26 Jun Brian Hall: Boettcher Scholar, Diplomat
A 2004 Boettcher Scholar from Custer County High School, Brian attended Colorado College, where he majored in economics and was involved in track, student government and research. When plans to work at a financial planning nonprofit didn’t materialize after graduation, Brian took a mentor’s advice and moved to Nepal with only a 15-liter backpack and no guidebook.
“It was the best advice,” Brian said. “I was totally dependent on making connections with people.”
While teaching in a remote village, Brian started a recycling project, taught local students, and sponsored college scholarships for three aspiring Nepalese teachers. Grounded in serving others abroad, he successfully applied for the foreign service.
“I knew about economics and how to engage with people, and I was completely honest about who I was in my interview. Being authentic took me where I needed to go.”

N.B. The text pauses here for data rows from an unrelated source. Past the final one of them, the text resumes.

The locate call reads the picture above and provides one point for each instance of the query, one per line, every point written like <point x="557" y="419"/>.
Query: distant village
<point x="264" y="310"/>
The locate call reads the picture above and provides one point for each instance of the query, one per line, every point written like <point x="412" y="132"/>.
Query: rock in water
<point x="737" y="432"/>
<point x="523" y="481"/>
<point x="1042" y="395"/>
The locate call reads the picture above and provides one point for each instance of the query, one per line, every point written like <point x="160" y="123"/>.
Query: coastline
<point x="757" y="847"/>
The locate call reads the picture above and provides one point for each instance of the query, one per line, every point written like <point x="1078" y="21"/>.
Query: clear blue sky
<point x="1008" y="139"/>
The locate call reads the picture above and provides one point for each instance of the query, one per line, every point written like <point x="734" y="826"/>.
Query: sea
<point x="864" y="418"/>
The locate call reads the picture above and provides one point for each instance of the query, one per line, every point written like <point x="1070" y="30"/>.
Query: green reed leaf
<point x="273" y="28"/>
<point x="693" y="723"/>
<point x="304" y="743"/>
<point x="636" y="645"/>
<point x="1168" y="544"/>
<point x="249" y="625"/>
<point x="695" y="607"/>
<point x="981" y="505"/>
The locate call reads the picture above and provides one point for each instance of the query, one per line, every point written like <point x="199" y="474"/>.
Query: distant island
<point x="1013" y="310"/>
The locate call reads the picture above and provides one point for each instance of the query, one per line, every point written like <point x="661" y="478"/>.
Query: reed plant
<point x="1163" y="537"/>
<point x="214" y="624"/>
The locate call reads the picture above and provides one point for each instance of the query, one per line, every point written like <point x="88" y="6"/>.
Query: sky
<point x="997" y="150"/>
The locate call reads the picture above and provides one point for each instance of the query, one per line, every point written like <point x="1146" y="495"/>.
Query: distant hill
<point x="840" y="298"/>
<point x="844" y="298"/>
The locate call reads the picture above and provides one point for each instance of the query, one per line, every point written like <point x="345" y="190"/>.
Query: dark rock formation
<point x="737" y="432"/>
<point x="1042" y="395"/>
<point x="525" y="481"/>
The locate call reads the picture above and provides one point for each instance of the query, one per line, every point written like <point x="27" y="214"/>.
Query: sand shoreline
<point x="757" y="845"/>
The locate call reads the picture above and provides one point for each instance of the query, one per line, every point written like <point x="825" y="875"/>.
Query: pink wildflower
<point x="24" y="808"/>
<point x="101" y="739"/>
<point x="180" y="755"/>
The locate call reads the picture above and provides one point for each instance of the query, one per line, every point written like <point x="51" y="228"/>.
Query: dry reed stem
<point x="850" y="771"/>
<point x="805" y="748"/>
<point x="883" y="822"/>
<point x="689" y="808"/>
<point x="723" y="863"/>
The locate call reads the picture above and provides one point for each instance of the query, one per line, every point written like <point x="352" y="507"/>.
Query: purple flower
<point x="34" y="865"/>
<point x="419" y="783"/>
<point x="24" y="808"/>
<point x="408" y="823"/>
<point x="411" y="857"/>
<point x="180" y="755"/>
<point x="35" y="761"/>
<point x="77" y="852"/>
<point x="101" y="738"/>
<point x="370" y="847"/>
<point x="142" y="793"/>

Since entering the foreign service in 2009, Brian’s adventures have included living in Ecuador, Niger, Washington, D.C. and Kenya – all while starting a family. He currently works as a political officer at the U.S. Embassy in Nairobi, but has worked on a range of projects from processing visa applications and advocating for U.S. businesses, to developing relationships with Kenyan academics and officials and helping with the recent high-level visit by the Secretary of State.
Brian’s favorite aspect of his work is connecting with people and partnering their aspirations and U.S. interests. One such example is a young leader from Niger, who with the help of the U.S. Department of State, attended Harvard and recently established the first liberal arts college in his country. These connections help Brian appreciate the differences and “amazing similarities” he encounters in his daily life. “Rural Africa is remarkably similar to the rural America I experienced as a kid. People are nice, welcoming and want to engage. But unlike the U.S., there’s no option for fast food.”

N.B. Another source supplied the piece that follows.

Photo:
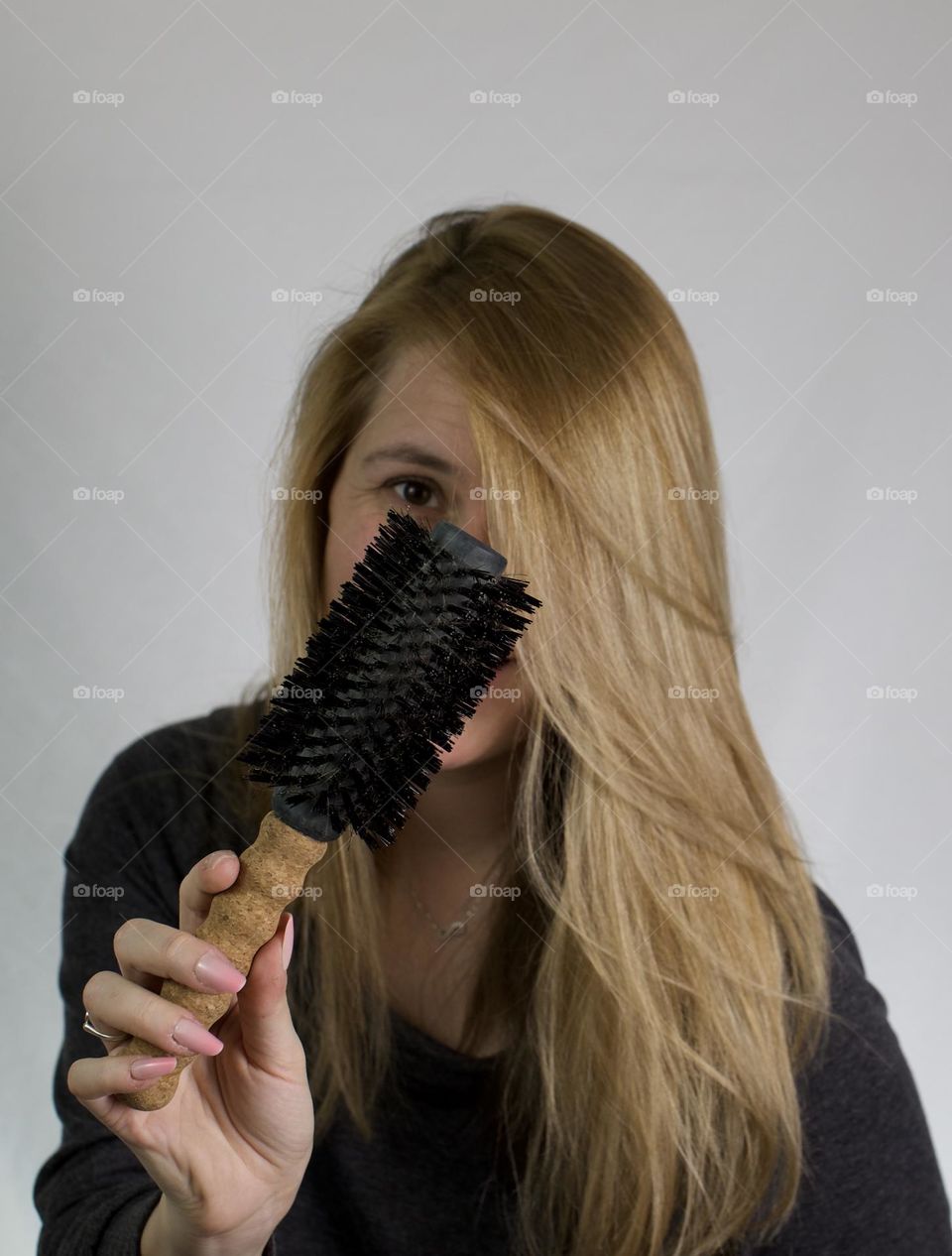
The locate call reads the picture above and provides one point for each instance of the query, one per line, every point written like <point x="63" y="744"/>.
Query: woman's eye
<point x="418" y="492"/>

Outside of work, Brian is committed to living out his service ethic. Though he moves posts every few years, Brian volunteers with youth, hosts informational programs for rural American students interested in international careers and is a mentor with the Boettcher Foundation’s mentorship program. He also aims to recruit more talented students like Boettcher Scholars to careers in international relations and government service.
“Public service isn’t something that’s far away and only for a certain type of person. We need capable and service-minded Coloradans and people from all over the U.S. to serve.”
On balancing service work and life, Brian shared a lesson he learned in college: “Always seek out service opportunities. But be very specific about what you do, and don’t try to do too much. Focus in on the places you can make a deep impact and real connection.”
Brian’s career in the foreign service is extremely rewarding and full of connection, but also presents challenges. Brian and his wife are intentional about connecting their two children back to the U.S. and Colorado, as it can be challenging to develop a sense of home. His family is asked to uproot every few years, and they miss many weddings, funerals and holidays.
Yet in the face of such challenges, Brian’s optimism and service ethic keeps him and his family moving forward: “Always stay connected with the people you love and serve. They’ll remind you of the good that you’ve done and the positive experiences you’ve shared.”
Brian is surprised by his life’s adventurous path, and experiences he would have never imagined. He is grateful for the Boettcher Foundation’s initial investment in his education and is motivated by knowing that even though he lives outside of Colorado, he is paying forward that investment by serving his country in a meaningful way.
“Be open to possibilities. Realize that Boettcher gave you the great gift of financial freedom. Look towards the world and see how your global connections can elevate those around you and even Colorado.”